Fig 5. Effect of ApoA-IV treatment on NR4A1 gene expression in cultured cells in vitro and in vivo.

Primary mouse hepatocytes were treated with 20 μg/mL r-m-ApoA-IV or an equivalent volume of PBS (vehicle control). The level of NR4A1 (A) mRNA and (B) protein expression were measured relative to the cyclophilin control using qRT-PCR and western blotting, respectively.
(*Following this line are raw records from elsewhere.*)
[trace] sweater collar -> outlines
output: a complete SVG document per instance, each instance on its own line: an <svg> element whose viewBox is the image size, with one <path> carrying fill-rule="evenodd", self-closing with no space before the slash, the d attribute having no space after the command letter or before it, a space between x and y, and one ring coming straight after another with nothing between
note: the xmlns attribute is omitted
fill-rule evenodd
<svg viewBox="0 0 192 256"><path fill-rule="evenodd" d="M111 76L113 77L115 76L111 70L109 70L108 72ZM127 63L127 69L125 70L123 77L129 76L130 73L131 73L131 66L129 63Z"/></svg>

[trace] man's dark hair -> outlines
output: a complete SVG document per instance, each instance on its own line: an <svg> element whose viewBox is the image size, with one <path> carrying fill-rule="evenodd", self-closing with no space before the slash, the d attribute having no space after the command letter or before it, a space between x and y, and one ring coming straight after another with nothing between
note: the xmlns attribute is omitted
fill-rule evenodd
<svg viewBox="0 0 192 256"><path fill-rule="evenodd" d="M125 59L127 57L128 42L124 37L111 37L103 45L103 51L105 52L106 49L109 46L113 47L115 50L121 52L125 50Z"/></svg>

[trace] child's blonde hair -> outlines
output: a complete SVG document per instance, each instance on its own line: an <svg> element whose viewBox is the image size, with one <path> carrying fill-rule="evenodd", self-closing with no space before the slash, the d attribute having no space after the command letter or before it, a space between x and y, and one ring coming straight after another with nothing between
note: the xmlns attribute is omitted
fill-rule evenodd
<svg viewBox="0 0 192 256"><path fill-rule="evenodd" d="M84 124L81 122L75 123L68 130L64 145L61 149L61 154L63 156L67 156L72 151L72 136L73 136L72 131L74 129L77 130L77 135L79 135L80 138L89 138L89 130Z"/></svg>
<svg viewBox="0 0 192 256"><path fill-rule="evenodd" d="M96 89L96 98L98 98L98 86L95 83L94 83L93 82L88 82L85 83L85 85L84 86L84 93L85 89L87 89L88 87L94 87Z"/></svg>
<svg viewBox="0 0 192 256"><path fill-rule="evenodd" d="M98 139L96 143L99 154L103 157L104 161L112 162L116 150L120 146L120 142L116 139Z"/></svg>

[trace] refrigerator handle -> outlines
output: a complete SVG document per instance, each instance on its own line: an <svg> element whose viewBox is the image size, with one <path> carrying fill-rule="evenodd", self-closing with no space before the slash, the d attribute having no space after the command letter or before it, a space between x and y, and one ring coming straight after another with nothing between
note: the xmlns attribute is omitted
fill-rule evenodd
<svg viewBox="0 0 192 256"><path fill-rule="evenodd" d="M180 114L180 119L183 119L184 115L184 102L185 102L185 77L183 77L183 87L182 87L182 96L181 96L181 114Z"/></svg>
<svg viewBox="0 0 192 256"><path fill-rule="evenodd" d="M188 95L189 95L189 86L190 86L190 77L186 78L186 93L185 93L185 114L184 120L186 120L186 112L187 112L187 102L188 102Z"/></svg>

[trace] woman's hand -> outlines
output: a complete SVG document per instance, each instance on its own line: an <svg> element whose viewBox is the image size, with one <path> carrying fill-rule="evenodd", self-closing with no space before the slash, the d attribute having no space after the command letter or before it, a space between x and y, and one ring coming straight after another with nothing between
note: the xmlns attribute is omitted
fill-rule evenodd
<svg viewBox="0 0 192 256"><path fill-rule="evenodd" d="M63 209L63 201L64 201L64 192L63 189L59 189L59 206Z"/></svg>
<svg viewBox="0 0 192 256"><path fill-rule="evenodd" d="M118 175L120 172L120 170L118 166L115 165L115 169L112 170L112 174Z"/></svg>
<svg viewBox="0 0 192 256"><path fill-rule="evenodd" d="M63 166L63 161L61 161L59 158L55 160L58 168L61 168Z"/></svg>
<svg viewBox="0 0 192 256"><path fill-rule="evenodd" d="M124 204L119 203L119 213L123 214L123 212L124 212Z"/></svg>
The data from three independent experiments are presented as the mean ± SE of at least three samples from three independent experiments (*P < 0.05 and **P < 0.01 vs vehicle). Mice (n = 5 each group) were provided food ad libitum (AL) or fasted for 5 h before receiving an intraperitoneal injection of 1 μg/g r-m-ApoA-IV protein or saline (vehicle control). At 2 h postinjection, the levels of NR1D1 and NR4A1 (C) mRNA and (D) protein expression were measured, relative to the cyclophilin or GAPDH control, a using qRT-PCR and western blotting, respectively (*P < 0.05 and **P < 0.01 vs saline controls).